The RCSD’s religious preference likewise had nothing to do with the mandatory religious assembly they held the very same week I was told I wasn’t coming back. All those students from the aforementioned church giving their Christian testimonies had nothing to do with religion, and surely the American Humanist Association was out of bounds for forcing them to honor the Establishment Clause of the First Amendment. It didn’t make any difference that the AHA chose not to take them to court in exchange for a promise not to break the law again, nor should religious privilege be blamed for the Christian prayer that inaugurated the awards ceremony later in the year at Brandon High School, causing RCSD to finally cough up a fine for breaking the law yet again.
And each time when my girls received awards at the school board meetings for scoring perfect scores on state testing (yes, I’m bragging), when those meetings started off with the superintendent asking a student to pray? Totally not motivated by religion. Not at all.
Thou Great Art How?
So of course religion had nothing at all to do with the decision made by the Brandon High School band director to spend all summer perfecting their rendition of the much beloved Christian hymn “How Great Thou Art” to perform at halftime shows this fall. And when the RCSD school board finally announced this past weekend that the band would not only not be playing that hymn for fear of incurring a fine, but would furthermore be choosing not to perform at all in protest, religion had nothing at all to do with that decision, either. Locals protested that the hymn was rewritten from a traditional Swedish folk tune, you see. Surely it was the school’s love of Scandanavian musical theory which motivated their choice.
Likewise when the community responded with outrage and chose to lead a totally spontaneous and harmonious rendition of the beloved hymn itself, singing the words from memory, it became obvious that religion has nothing at all to do with this controversy. I just can’t even imagine why those mean godless humanists can’t respect these people’s right to enjoy Swedish folk music.

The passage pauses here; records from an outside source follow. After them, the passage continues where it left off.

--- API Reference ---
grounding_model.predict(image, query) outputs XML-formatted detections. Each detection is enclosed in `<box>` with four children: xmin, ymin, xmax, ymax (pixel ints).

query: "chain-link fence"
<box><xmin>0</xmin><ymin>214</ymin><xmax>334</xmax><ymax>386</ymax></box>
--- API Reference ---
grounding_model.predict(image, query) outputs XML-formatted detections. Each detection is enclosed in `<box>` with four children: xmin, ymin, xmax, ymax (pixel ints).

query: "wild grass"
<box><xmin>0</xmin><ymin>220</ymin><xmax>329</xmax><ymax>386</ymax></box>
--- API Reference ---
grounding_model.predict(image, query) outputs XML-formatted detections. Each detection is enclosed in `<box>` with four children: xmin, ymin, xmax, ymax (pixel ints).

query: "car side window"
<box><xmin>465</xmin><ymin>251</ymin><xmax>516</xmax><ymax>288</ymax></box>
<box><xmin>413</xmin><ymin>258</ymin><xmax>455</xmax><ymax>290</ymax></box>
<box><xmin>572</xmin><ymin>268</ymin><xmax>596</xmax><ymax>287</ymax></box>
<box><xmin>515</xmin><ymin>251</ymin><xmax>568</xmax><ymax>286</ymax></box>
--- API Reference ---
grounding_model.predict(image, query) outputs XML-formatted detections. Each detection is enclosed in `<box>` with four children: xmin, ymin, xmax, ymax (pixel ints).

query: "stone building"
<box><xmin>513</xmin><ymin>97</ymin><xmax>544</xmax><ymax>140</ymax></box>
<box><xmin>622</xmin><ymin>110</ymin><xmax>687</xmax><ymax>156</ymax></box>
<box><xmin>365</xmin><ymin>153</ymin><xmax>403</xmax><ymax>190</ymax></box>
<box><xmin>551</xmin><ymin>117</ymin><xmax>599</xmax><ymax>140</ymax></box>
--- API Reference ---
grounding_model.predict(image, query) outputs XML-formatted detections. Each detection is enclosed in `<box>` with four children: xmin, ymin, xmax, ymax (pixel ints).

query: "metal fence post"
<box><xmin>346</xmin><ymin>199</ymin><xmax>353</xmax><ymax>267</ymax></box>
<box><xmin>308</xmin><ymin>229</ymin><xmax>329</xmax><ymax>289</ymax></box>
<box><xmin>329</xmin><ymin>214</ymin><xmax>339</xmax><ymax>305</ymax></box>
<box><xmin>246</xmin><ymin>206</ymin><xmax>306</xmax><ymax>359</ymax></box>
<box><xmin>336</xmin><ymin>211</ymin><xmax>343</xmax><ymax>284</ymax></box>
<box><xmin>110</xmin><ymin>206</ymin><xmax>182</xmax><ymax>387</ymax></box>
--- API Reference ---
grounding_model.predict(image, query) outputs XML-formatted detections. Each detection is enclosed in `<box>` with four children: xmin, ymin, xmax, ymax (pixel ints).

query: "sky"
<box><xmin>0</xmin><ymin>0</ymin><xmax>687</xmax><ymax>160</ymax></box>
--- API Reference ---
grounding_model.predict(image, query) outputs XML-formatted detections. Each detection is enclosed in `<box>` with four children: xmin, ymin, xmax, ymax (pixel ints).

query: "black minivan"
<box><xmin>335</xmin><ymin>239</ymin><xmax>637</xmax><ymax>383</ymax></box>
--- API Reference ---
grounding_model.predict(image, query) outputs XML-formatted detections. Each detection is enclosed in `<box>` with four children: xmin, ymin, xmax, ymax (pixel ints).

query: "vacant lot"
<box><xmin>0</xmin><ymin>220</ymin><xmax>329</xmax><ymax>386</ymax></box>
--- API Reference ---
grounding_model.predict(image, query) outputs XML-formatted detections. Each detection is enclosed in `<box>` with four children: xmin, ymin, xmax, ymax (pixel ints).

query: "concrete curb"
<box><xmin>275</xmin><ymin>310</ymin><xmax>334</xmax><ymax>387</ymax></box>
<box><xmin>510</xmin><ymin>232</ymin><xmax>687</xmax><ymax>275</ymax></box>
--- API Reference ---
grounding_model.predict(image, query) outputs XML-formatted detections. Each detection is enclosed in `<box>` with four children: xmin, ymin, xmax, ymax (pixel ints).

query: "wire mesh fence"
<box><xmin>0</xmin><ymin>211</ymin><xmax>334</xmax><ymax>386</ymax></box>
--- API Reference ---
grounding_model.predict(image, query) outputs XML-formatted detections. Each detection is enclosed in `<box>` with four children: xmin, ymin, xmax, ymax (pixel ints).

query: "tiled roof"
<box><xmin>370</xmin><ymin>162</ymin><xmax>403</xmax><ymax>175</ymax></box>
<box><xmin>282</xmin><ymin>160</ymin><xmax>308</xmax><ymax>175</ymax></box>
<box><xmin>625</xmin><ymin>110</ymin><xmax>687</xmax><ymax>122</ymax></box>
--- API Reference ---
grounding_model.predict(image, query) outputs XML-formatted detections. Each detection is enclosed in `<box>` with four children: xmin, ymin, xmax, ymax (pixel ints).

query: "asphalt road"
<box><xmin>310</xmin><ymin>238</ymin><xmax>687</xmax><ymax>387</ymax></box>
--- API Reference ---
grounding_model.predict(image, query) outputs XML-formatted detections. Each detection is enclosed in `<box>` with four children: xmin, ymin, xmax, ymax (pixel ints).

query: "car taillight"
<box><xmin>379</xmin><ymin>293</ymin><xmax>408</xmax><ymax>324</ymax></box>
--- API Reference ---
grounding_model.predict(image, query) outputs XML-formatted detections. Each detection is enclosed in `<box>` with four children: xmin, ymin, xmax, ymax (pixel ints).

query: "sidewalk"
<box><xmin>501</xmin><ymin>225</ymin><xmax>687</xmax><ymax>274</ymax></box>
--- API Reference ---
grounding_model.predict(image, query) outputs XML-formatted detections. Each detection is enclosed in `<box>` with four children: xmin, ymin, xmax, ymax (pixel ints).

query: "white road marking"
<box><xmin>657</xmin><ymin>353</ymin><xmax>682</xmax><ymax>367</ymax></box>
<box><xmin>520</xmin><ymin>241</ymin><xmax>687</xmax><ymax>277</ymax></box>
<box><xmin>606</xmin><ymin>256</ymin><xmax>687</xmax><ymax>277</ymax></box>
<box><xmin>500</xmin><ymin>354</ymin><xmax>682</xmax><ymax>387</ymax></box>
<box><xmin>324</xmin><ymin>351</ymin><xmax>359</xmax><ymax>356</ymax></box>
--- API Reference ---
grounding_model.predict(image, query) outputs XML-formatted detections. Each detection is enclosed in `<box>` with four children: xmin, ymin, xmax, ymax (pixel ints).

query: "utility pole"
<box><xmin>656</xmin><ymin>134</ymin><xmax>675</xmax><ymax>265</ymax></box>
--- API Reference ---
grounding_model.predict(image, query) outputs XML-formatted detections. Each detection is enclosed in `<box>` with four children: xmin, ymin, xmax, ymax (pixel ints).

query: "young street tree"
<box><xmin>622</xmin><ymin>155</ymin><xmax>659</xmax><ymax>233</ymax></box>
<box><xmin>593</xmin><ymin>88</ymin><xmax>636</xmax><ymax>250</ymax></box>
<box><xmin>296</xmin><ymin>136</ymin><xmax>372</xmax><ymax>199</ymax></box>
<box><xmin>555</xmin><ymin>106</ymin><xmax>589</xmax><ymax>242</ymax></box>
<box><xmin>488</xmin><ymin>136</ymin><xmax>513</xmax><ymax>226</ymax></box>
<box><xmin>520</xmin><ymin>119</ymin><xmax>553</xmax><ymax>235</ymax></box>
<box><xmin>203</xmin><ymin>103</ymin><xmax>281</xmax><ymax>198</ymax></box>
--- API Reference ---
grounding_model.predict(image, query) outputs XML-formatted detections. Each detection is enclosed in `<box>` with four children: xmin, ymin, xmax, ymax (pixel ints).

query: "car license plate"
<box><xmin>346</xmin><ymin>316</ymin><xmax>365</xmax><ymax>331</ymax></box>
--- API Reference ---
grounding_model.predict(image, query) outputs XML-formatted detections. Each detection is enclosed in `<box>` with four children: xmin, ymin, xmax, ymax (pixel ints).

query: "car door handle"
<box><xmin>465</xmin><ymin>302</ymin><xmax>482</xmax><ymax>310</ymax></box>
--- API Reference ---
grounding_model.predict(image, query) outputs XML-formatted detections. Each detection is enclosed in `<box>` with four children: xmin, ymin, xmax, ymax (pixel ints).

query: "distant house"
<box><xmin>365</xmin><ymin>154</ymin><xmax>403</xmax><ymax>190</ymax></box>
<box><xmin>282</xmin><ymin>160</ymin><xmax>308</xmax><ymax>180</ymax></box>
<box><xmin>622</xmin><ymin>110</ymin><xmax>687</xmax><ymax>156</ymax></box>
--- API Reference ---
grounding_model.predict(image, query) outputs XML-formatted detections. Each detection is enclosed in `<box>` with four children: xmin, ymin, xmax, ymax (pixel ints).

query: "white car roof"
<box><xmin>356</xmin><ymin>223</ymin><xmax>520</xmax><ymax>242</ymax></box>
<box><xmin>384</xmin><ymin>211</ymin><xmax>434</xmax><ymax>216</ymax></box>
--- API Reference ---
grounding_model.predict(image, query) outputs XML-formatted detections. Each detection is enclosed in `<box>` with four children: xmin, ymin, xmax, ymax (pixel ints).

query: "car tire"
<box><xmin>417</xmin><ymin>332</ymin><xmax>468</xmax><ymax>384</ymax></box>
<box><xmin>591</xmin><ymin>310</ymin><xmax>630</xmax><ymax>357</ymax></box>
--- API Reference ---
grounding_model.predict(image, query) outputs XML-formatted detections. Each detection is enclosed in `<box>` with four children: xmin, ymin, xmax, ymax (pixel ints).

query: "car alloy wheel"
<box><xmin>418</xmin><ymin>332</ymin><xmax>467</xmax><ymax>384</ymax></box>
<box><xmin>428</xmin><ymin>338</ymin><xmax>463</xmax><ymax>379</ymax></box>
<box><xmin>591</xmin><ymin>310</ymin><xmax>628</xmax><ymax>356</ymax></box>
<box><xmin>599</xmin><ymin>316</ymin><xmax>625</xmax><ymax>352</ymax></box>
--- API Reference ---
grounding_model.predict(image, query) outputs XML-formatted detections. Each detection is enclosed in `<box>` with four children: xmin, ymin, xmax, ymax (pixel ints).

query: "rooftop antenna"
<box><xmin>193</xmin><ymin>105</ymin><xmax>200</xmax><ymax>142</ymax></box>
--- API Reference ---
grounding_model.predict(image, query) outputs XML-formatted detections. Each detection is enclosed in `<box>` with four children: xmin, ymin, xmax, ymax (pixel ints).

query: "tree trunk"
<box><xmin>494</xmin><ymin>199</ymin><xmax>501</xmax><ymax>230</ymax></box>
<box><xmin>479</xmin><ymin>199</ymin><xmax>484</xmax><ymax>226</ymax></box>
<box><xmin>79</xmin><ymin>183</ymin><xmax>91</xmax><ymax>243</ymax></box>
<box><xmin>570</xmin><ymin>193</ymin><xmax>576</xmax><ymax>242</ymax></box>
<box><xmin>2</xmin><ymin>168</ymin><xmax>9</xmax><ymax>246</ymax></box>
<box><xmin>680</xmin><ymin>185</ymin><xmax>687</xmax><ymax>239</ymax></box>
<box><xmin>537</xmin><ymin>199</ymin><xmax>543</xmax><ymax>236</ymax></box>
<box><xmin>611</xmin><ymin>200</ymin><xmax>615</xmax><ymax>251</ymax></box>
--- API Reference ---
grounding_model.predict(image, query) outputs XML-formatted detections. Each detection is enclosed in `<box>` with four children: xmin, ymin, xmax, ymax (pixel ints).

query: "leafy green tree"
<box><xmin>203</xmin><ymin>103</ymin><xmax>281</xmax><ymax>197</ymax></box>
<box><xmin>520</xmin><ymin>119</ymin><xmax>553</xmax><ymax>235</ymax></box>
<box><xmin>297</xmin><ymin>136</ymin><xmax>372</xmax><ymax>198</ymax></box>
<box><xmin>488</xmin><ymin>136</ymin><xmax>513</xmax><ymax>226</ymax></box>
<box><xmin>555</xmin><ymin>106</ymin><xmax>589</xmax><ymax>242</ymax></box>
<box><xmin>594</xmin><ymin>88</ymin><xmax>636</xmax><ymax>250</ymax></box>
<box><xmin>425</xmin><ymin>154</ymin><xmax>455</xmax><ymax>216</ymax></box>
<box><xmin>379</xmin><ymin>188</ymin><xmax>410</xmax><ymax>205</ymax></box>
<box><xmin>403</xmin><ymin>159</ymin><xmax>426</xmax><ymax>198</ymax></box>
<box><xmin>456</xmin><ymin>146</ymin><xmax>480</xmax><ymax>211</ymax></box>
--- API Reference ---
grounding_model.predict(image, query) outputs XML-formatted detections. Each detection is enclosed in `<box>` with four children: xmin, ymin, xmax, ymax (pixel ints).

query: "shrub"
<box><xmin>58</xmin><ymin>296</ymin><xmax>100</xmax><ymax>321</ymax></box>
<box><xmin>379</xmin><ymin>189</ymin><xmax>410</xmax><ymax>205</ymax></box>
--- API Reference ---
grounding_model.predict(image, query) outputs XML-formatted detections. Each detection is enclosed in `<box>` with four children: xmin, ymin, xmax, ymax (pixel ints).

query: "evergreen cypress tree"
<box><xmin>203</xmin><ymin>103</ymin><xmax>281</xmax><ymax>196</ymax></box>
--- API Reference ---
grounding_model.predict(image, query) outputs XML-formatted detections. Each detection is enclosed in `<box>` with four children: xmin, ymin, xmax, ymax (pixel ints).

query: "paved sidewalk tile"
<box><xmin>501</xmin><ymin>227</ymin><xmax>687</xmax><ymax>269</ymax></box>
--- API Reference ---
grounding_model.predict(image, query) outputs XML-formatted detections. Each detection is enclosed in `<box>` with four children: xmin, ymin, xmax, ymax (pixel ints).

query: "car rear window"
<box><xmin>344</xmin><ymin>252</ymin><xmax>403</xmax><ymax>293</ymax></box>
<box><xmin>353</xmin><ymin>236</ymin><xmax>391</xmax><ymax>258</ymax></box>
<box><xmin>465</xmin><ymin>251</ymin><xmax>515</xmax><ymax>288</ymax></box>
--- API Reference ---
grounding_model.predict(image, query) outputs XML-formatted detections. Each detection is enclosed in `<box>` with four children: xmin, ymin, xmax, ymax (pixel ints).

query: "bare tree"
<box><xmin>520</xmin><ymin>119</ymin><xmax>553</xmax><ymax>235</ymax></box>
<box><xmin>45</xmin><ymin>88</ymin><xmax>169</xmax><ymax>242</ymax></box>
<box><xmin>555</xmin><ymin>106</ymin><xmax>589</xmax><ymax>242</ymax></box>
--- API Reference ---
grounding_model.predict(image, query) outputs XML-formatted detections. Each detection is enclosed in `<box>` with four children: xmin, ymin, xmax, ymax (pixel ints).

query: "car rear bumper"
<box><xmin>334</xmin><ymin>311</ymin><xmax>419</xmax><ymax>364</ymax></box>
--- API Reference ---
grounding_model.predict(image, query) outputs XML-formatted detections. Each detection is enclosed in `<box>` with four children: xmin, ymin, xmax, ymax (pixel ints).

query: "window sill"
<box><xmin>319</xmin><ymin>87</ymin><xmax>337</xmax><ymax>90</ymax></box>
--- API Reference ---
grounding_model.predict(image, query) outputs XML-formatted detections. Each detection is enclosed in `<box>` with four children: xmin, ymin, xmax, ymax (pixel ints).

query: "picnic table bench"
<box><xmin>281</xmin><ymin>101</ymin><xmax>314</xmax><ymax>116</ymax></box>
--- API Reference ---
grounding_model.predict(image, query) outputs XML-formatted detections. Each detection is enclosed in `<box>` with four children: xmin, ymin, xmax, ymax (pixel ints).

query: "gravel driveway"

I’m sure that if representatives of the nearby Hindu temple just a few minutes from the school wanted to lead the crowd in one of their traditional tunes, or if the band director had somehow chosen an arrangement of the Muslim call to prayer into their halftime show, the community would have been just as supportive of that decision as they would have been about the other one, right?
And it’s also completely coincidental that the band had learned to form into the shape of a giant cross at a key point during the performance.
Because religion has nothing at all to do with any of this, of course.
Persecution Complex Intensifies
Hopefully by now you’ve picked up on the intended sarcasm. And incidentally I almost didn’t write about this story both because Hemant over at The Friendly Atheist already covered this story very well, and because I’m tied up lately with traveling hither and yon (Pacific Northwest this weekend) gearing up to take a more active role in organizing groups for Recovering from Religion (more on how to help with that coming soon).
But after FOX News’s chief persecution crier Todd Starnes gave his own predictable spin to the story yesterday morning, my laptop practically opened itself and stood up in front of me, goading me to write a response to this ridiculous refrain. Starnes characteristically hyperbolizes:
There was no halftime show under the Friday night lights at Mississippi’s Brandon High School — the marching band had been benched…The band was ordered off the field…
As if that were really how it went down. They were ordered off the field? By whom? You know, there comes a point at which a correspondent knows exactly what he is doing, and he knows he is misrepresenting the facts, but he just doesn’t care. It achieves the desired visceral reaction from his audience, and the clicks and views roll in. Good for him. Make that green, Starnes. It is a business, after all. Incidentally, in case you wondered where commentators like him find their fan base, he gives a clue when he says:
Word about the band getting benched spread across the town quicker than kudzu. I must have received emails and Facebook messages from nearly the entire state.
Well, that answers that question. Starnes then waxes dramatic as he tells the tale of courageous Mississippians standing up to the Constitution with its meddlesome Establishment Clause, singing their hearts out in proclamation of their right to show their devotion to the same religion to which 83% of all Mississippians belong.
“This is the kind of thing that makes me proud to be from the South,” Miss Mandy told me. “We are getting tired of being told to sit down and shut up. People are ready to fight back.”
Miss Mandy is absolutely right. The time has come to stand up to the secularists.
The time has come to put an end to their cultural jihad.
Jihad. Nice. It amazes me that anybody takes this kind of talk seriously. But they do. People where I live seriously believe his version of stories like this, as the eardrum piercing video above demonstrates. Southerners love their religion, and nothing short of unrivaled privilege will satisfy their insecurities about their religion’s ability to survive the growing onslaught of…uh…people not caring as much about the same things they care about.
If you believe your religion requires legal favoritism in order to survive, maybe you aren’t completely convinced it’s miraculous after all.
— Neil Carter (@godlessindixie) July 3, 2015
I could just as easily substitute “thrive” for “survive.” Either way, one wonders how much they trust in divine intervention after all?
Religious freedom does NOT mean you always get your way. And loss of privilege does not equal persecution.
I’ve come to the realization that I cannot make my community understand these principles. That has been a hard lesson to learn. As a lifelong educator I always like to think that if I explain an idea articulately enough, people will get it. But unfortunately that’s not the case. People are not entirely rational beings, and far too often their own emotions and loyalties prevent them from seeing things objectively. People are also tribal and nobody likes giving up privilege or power. Consequently, it occurs to me that legal battles like the ones mentioned above have to happen because literally nothing else is working. You cannot talk people out of discriminatory behavior. You have to invoke the law or large groups of people will always run over smaller groups of people. That’s just the way it works.